Pengertian discretie dalam pourvoir discretionare adalah pejabat
penguasa tidak boleh menolak mengambil keputusan dengan alasan
“tidak ada peraturannya” dan oleh karena itu diberi kebebasan untuk
mengambil keputusan menurut pendapat sendiri asalkan tidak
melanggar asas yuriditas dan asas legalitas.
Dalam negara hukum modern perlu adanya campur tangan
administrasi negara dalam rangka memenuhi kesejahteraan
masyarakat. Salah satu cara untuk mencapai kesejahteraan itu adalah
digunakan asas freies ermessen , yaitu kebebasan bertindak
asministrasi untuk memecahkan masalah yang aturannya belum ada,
sedangkan masalah itu harus diatasi dengan segera. Agar
penggunaan asas freies ermessen tidak disalahgunakan diperlukan
tolok ukur, yaitu pelaksanaannya tidak melanggar hak dan kewajiban
asasi warga masyarakat, dapat dipertanggungjawabkan secara moral
dan hukum, dan bertujuan untuk meningkatkan kesejahteraan
masyarakat.
Dalam ilmu Hukum Administrasi, Freies Ermessen ini diberikan
hanya kepada pemerintah, dan ketika Freies Ermessen ini
diwujudkan menjadi instrument yuridis yang tertulis, maka jadilah ia
sebagai peraturan kebijaksanaan.
Beberapa manfaat atau aspek kelebihan dalam penggunaan
prinsip Freies Ermessen diantaranya :
a. Kebijakan pemerintah yang bersifat emergency terkait hajat
hidup orang banyak dapat segera diputuskan atau diberlakukan
oleh pemerintah meskipun masih debatable secara yuridis atau
bahkan terjadi kekosongan hukum sama sekali;
b. Badan atau pejabat pemerintah tidak terjebak pada formalisme
hukum dengan asumsi bahwa tidak ada kekosongan hukum bagi
setiap kebijakan publik sepanjang berkaitan dengan kepentingan
umum atau masyarakat luas;
c. Sifat dan roda pemerintahan menjadi makin fleksibel, sehingga
sektor pelayanan publik makin hidup dan pembangunan bagi
peningkatan kesejahtraan rakyat tetap dinamis seiring dengan
dinamika masyarakat dan perkembangan zaman.

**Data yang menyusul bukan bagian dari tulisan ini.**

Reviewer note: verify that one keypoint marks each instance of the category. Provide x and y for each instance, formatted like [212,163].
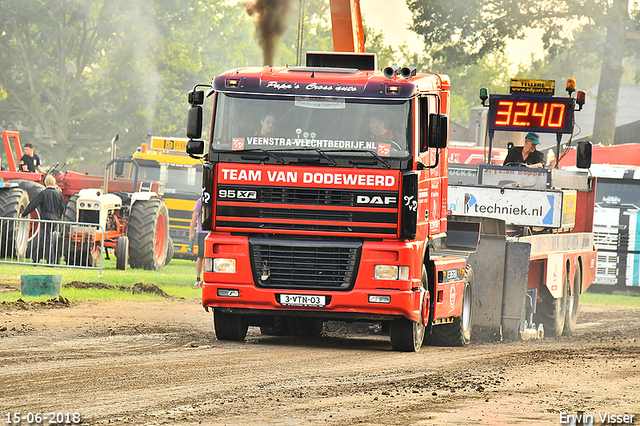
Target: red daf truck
[338,211]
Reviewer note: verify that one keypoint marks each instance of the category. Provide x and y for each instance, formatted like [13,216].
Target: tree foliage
[73,73]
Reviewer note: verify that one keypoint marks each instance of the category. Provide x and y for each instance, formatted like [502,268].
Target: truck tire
[571,315]
[280,327]
[305,327]
[229,326]
[15,237]
[458,333]
[406,335]
[148,230]
[551,311]
[122,252]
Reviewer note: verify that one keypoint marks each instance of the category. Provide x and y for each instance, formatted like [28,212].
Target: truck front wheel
[229,326]
[407,336]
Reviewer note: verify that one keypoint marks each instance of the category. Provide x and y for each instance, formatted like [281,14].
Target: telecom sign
[515,206]
[531,113]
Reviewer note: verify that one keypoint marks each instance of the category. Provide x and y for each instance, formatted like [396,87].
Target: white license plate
[302,300]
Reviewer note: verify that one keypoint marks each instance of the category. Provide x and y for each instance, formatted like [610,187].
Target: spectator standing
[52,207]
[30,162]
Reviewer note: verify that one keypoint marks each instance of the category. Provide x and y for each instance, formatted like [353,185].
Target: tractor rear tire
[170,251]
[229,326]
[551,312]
[148,230]
[122,252]
[571,315]
[458,333]
[14,237]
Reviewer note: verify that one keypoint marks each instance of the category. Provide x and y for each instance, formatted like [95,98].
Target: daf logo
[365,199]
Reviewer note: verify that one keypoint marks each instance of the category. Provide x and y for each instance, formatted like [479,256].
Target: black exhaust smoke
[271,19]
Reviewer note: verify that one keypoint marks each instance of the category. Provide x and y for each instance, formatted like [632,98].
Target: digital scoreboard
[531,113]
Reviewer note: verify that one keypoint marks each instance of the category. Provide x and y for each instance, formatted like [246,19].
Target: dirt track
[159,363]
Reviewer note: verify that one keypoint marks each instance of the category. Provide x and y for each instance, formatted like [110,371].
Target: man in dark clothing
[527,154]
[52,207]
[30,162]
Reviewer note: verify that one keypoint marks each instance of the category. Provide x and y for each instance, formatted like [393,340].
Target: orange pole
[11,159]
[346,26]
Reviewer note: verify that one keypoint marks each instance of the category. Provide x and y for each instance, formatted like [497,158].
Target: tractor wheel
[458,333]
[14,236]
[571,315]
[229,326]
[148,230]
[280,327]
[122,252]
[33,189]
[551,311]
[170,251]
[407,336]
[305,327]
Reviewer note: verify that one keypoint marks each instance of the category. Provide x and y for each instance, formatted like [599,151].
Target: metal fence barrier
[47,243]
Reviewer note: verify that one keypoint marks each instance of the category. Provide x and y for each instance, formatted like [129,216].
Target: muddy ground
[148,363]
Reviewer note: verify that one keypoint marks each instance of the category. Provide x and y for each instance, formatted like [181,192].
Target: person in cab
[526,155]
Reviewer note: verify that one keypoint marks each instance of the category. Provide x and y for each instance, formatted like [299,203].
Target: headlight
[391,272]
[224,266]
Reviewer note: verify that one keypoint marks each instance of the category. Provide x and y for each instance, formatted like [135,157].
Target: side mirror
[194,122]
[583,155]
[119,169]
[438,131]
[195,148]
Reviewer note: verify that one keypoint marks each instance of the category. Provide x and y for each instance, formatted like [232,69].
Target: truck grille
[304,265]
[332,197]
[313,210]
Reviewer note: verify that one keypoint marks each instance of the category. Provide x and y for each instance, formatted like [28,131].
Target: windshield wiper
[375,154]
[262,151]
[323,155]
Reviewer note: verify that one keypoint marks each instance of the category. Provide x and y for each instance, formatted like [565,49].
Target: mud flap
[488,268]
[516,274]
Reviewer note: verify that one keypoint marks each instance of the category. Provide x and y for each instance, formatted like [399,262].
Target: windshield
[177,179]
[335,125]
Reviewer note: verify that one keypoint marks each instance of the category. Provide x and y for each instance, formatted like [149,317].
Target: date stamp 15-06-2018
[50,418]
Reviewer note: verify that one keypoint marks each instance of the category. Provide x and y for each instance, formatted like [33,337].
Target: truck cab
[324,193]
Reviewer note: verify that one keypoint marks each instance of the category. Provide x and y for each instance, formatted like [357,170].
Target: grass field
[176,279]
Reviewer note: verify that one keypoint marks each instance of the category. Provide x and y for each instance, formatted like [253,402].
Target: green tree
[461,32]
[47,52]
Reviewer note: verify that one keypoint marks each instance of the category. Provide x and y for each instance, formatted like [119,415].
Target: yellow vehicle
[165,160]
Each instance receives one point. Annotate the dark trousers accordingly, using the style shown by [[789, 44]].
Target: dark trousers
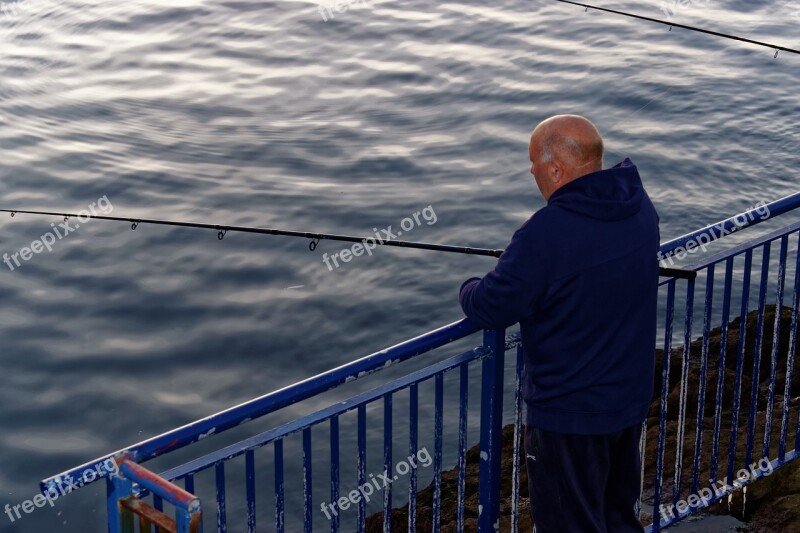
[[584, 483]]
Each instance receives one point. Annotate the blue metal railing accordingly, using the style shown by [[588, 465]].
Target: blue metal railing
[[492, 375]]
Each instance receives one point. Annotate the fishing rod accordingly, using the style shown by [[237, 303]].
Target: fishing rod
[[315, 237], [775, 47]]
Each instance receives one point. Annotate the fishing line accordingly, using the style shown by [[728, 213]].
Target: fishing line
[[684, 26], [315, 237]]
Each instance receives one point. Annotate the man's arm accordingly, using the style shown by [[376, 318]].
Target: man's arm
[[511, 291]]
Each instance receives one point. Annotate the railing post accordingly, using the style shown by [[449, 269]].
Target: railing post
[[118, 488], [491, 431]]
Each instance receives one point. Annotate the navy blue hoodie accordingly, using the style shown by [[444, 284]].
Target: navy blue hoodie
[[581, 278]]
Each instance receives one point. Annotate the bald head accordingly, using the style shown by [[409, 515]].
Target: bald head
[[562, 149]]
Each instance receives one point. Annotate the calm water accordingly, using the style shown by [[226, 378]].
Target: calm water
[[261, 113]]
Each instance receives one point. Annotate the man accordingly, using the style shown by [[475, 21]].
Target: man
[[581, 278]]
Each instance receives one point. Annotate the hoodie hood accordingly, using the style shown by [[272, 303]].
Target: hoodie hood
[[613, 194]]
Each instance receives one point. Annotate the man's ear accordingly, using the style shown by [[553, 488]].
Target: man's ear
[[555, 171]]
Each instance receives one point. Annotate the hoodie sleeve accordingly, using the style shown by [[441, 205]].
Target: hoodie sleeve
[[510, 292]]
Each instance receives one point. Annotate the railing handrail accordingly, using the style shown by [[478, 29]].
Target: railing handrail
[[712, 232], [275, 401]]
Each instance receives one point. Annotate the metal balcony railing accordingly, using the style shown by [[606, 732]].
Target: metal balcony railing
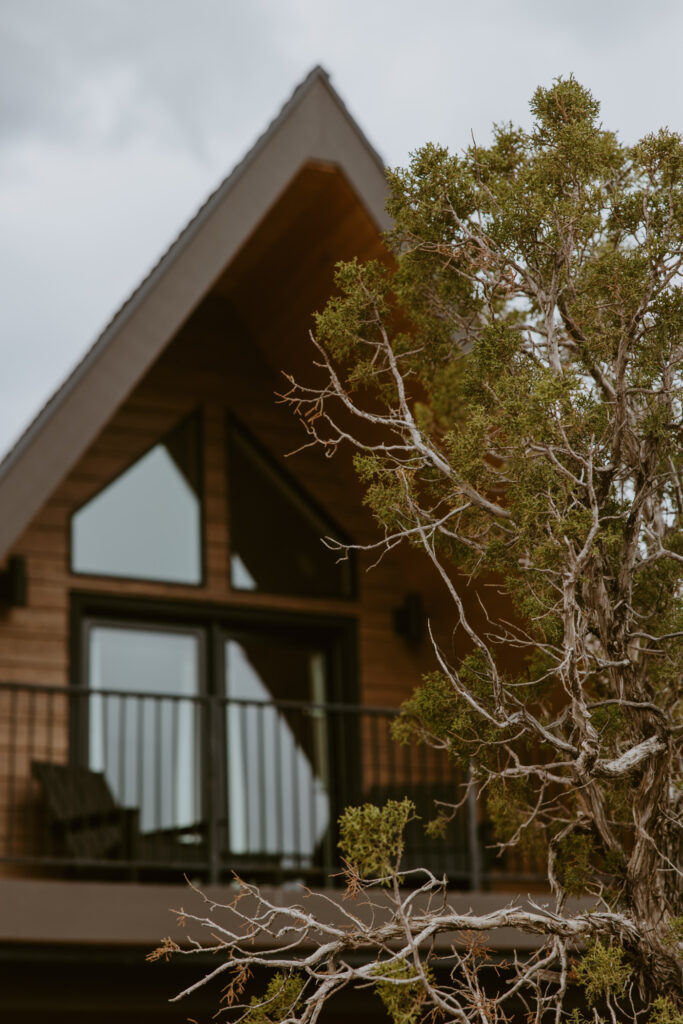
[[100, 783]]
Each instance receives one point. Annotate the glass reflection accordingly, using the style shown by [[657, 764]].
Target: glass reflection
[[278, 758], [147, 747], [146, 523]]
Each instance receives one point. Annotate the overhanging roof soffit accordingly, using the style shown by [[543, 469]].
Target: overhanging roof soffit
[[313, 125]]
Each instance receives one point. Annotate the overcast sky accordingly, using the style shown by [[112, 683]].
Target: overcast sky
[[119, 117]]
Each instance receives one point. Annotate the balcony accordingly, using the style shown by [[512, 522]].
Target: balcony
[[132, 785]]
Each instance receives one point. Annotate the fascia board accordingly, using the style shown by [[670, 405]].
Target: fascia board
[[313, 126]]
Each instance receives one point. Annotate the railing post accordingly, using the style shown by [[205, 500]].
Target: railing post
[[473, 835], [213, 788]]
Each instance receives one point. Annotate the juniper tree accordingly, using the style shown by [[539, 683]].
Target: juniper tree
[[512, 388]]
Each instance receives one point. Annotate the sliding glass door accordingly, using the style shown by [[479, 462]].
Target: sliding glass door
[[219, 734], [276, 748], [144, 719]]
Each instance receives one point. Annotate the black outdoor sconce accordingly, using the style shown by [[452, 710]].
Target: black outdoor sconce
[[13, 583], [409, 619]]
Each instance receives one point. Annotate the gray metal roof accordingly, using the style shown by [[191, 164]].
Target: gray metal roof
[[313, 124]]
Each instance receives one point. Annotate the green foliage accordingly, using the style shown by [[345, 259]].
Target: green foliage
[[372, 838], [518, 377], [574, 863], [278, 1001], [602, 972], [402, 998]]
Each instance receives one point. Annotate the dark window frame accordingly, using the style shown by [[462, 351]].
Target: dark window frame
[[337, 633]]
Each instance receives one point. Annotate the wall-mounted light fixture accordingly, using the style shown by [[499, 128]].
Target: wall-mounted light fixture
[[409, 619], [13, 583]]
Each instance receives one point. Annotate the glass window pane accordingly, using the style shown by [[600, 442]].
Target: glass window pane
[[278, 758], [276, 530], [146, 523], [147, 747]]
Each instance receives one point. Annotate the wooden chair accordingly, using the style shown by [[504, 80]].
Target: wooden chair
[[85, 819]]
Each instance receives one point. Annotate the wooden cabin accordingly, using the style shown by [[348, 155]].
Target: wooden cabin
[[189, 681]]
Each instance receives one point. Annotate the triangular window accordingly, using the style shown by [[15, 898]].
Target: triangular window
[[146, 524], [276, 529]]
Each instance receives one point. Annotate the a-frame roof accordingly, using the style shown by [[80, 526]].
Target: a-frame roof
[[313, 125]]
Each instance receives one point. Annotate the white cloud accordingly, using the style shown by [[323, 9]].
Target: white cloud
[[118, 118]]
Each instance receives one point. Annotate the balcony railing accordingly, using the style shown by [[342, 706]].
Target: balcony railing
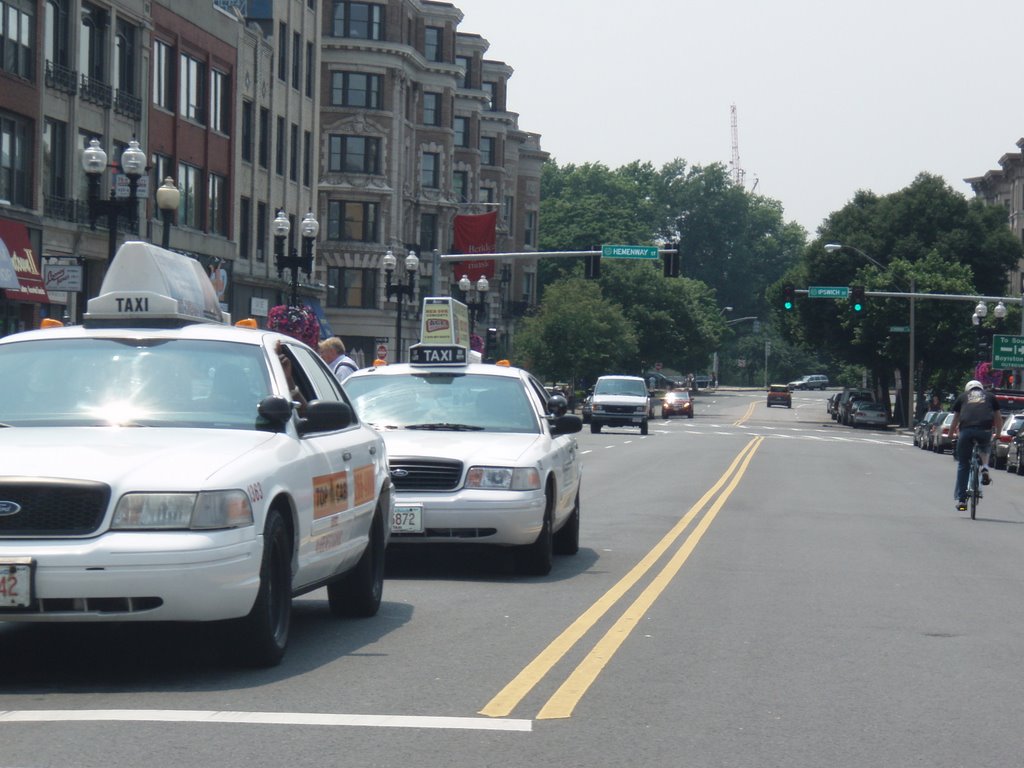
[[96, 91], [61, 78]]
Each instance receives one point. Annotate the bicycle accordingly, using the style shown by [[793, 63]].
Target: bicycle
[[974, 480]]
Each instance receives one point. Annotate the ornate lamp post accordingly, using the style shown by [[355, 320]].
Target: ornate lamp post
[[133, 166], [308, 228], [398, 290], [475, 307], [168, 199]]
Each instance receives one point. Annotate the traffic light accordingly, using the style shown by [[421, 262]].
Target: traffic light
[[788, 294], [857, 298]]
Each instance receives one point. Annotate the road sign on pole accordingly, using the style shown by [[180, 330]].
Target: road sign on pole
[[1008, 351], [827, 292], [629, 252]]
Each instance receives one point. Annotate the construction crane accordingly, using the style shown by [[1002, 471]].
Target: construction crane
[[737, 169]]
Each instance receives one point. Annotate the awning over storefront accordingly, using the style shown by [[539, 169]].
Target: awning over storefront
[[326, 332], [17, 259]]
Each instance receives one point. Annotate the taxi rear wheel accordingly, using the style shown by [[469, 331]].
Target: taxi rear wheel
[[358, 593], [262, 635], [536, 558]]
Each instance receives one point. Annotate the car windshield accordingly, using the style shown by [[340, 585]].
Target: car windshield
[[442, 401], [621, 386], [133, 382]]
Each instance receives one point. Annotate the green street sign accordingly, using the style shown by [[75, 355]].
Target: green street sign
[[827, 292], [1008, 351], [629, 252]]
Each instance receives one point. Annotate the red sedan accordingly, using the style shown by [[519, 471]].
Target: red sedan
[[677, 401]]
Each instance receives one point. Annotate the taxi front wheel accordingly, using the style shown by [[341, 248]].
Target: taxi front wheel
[[262, 636]]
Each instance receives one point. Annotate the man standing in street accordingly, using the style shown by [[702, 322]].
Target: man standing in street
[[333, 352]]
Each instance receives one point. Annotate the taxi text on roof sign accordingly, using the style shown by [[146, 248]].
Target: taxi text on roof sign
[[148, 285]]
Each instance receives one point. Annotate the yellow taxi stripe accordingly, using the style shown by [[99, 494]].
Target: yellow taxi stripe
[[510, 696], [568, 694]]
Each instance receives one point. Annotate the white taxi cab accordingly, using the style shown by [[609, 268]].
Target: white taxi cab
[[155, 466], [479, 454]]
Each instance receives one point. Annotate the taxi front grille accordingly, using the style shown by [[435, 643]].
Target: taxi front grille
[[425, 474], [33, 507]]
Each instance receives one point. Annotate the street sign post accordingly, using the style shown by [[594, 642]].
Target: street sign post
[[1008, 351], [629, 252], [827, 292]]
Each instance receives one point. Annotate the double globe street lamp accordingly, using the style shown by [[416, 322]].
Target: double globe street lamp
[[399, 290]]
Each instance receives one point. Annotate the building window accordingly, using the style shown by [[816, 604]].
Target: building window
[[247, 131], [352, 221], [54, 158], [163, 75], [15, 160], [460, 185], [283, 51], [279, 161], [461, 126], [467, 71], [428, 231], [293, 166], [353, 155], [487, 150], [307, 158], [192, 79], [189, 209], [353, 289], [264, 137], [125, 60], [431, 109], [529, 231], [55, 46], [220, 101], [355, 89], [245, 227], [262, 230], [434, 50], [430, 170], [310, 68], [360, 20]]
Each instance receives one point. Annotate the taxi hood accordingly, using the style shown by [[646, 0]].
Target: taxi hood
[[139, 458]]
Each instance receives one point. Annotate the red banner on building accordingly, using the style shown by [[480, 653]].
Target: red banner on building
[[475, 233], [15, 247]]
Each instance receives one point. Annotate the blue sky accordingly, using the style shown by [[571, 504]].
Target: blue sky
[[830, 97]]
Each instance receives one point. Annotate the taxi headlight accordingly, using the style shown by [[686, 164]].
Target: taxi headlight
[[503, 478], [205, 511]]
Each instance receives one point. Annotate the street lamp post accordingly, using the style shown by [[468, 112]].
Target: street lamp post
[[294, 261], [133, 166], [475, 307], [834, 247], [168, 199], [399, 290]]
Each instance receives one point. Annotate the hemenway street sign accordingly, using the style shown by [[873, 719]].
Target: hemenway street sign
[[1008, 351], [629, 252], [827, 292]]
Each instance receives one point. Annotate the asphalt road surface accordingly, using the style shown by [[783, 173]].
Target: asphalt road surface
[[755, 587]]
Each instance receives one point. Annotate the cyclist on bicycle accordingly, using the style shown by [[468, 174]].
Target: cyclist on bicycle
[[976, 416]]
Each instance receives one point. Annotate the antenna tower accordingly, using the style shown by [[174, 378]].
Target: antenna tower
[[737, 169]]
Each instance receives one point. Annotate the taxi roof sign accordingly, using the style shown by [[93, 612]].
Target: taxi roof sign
[[146, 285]]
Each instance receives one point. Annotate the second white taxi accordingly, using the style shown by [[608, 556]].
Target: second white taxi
[[479, 453]]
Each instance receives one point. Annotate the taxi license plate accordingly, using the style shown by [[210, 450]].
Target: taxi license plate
[[408, 518], [15, 584]]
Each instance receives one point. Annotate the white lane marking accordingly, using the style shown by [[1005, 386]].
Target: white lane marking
[[265, 718]]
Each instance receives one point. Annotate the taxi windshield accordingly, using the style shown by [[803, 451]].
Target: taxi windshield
[[442, 401], [133, 382]]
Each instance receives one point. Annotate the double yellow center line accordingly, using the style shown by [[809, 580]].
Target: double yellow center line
[[576, 685]]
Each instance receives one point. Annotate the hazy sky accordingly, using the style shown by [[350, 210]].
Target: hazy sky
[[830, 96]]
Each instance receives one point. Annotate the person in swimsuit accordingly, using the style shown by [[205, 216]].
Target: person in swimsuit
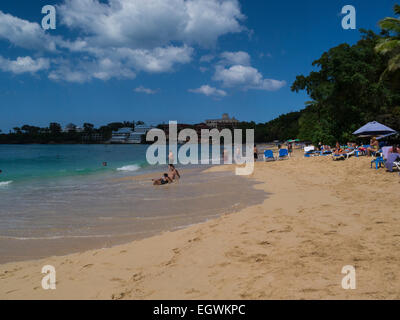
[[173, 174], [164, 180], [374, 146], [338, 150]]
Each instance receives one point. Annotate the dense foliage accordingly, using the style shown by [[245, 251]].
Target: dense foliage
[[54, 133]]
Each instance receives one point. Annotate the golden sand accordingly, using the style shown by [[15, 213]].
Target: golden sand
[[320, 215]]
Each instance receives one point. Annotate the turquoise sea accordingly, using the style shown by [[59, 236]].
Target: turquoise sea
[[55, 198]]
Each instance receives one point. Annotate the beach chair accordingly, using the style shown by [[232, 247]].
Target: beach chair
[[337, 157], [283, 154], [378, 161], [269, 155], [350, 153], [397, 165]]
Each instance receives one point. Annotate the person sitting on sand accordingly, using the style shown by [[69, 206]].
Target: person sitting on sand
[[395, 149], [164, 180], [374, 146], [338, 150], [173, 174], [255, 152]]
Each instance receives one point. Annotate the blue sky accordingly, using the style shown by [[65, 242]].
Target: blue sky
[[161, 60]]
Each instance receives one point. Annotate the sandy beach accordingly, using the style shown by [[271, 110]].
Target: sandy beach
[[319, 216]]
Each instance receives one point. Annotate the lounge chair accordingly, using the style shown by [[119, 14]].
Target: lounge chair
[[269, 155], [283, 154], [397, 165], [341, 156]]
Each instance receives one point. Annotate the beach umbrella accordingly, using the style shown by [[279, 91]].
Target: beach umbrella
[[373, 128], [390, 136]]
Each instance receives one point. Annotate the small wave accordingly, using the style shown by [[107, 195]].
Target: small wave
[[5, 183], [132, 167]]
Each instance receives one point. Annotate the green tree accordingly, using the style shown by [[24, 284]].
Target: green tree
[[390, 45], [346, 91]]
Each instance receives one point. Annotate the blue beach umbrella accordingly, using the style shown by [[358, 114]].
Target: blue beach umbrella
[[373, 128]]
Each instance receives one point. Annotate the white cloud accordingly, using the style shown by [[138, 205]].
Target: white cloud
[[209, 91], [156, 60], [25, 34], [207, 58], [246, 77], [86, 70], [142, 89], [152, 23], [24, 65], [235, 58], [119, 38]]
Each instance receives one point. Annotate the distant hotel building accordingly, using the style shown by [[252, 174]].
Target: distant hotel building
[[72, 128], [224, 122], [130, 136]]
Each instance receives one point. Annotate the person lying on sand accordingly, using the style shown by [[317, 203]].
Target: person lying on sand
[[394, 149], [338, 150], [164, 180], [173, 174]]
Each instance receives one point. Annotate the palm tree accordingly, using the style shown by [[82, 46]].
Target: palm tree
[[391, 45]]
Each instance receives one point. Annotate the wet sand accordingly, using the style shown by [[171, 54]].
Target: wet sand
[[139, 211], [319, 216]]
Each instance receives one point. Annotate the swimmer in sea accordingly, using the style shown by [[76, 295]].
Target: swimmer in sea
[[173, 174], [164, 180]]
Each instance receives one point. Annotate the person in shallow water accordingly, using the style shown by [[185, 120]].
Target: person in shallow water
[[164, 180], [173, 174]]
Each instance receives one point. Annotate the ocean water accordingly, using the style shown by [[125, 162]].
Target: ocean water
[[57, 199]]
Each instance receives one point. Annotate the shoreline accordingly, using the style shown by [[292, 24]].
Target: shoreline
[[319, 216], [119, 228]]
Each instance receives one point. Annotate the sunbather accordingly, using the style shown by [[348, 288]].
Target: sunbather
[[173, 174], [395, 149], [374, 147], [164, 180]]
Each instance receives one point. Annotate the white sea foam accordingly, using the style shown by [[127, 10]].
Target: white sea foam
[[132, 167], [5, 183]]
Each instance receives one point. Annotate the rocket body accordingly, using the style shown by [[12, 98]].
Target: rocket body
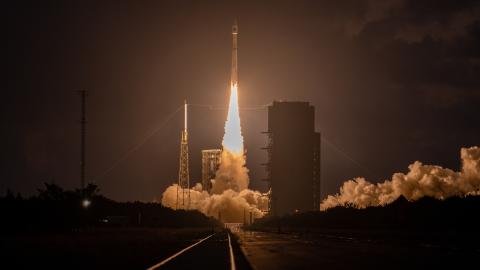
[[234, 78]]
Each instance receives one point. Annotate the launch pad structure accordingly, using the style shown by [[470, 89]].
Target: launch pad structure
[[183, 187]]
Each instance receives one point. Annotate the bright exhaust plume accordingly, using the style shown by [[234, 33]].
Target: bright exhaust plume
[[233, 139], [230, 199]]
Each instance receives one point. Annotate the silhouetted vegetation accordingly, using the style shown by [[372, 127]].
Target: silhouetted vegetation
[[55, 209], [427, 214]]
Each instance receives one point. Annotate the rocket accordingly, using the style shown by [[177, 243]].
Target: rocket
[[234, 78]]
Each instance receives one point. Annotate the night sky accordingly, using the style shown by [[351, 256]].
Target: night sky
[[391, 81]]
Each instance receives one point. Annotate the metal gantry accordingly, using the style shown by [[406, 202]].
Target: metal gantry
[[183, 188]]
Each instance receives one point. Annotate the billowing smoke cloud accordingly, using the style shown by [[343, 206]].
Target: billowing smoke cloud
[[421, 180], [230, 198]]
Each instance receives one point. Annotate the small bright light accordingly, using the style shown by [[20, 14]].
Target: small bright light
[[233, 139], [86, 203]]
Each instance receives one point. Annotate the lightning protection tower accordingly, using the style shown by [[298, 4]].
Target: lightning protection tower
[[183, 188]]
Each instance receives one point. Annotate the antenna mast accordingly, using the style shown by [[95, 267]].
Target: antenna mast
[[183, 188]]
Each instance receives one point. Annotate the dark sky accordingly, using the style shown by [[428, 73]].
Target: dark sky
[[392, 82]]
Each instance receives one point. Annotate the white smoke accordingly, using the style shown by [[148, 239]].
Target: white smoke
[[231, 200], [420, 181]]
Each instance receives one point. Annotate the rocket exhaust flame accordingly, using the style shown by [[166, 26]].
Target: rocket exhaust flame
[[233, 139], [421, 180]]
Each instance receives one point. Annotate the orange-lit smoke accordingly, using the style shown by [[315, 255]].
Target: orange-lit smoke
[[230, 197], [421, 180]]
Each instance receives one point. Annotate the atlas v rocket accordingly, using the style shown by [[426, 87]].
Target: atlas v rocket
[[234, 79]]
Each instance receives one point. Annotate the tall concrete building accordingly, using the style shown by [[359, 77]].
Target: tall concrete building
[[293, 167], [210, 164]]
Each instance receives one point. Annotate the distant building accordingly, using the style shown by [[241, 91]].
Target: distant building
[[293, 167], [210, 164]]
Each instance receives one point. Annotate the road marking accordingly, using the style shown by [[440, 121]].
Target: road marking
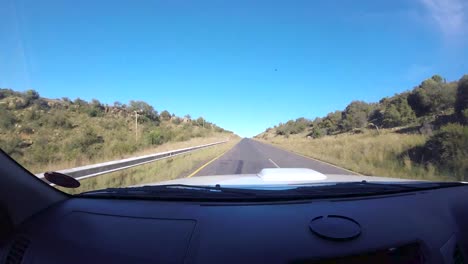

Dalam rancangan Undang Undang Administrasi
Pemerintahan (RUU AP) pun memperjelas penyelesaian sengketa
yang ditimbulkan oleh diskresi yang sebelumnya belum terakomodir
dalam UU PTUN. Mekanisme pertanggungjawaban menurut RUU
AP ini adalah mekanisme pertanggungjawaban administrasi terkait
dengan keputusan ataupun tindakan yang telah diambil oleh pejabat
administrasi pemerintahan.
Menurut RUU AP Pasal 25 ayat (3) dinyatakan; pejabat
administrasi pemerintahan yang menggunakan diskresi wajib
mempertanggungjawabkan keputusannya kepada pejabat atasannya
dan masyarakat yang dirugikan akibat keputusan diskresi yang telah
diambil. Pertanggungjawaban kepada atasan dilaksanakan dalam
bentuk tertulis dengan memberikan alasan-alasan pengambilan
keputusan diskresi. Sedangkan pertanggung jawaban kepada
masyarakat diselesaikan melalui proses peradilan.
BAB III
PENUTUP
A. Kesimpulan
B. Saran
Kami menyarankan pada pemerintah sebagai instrument pemerintahan
melaksanakan tugas-tugasnya dengan se maksimal mungkin agar terciptanya
pemerintahan yang baik (good government).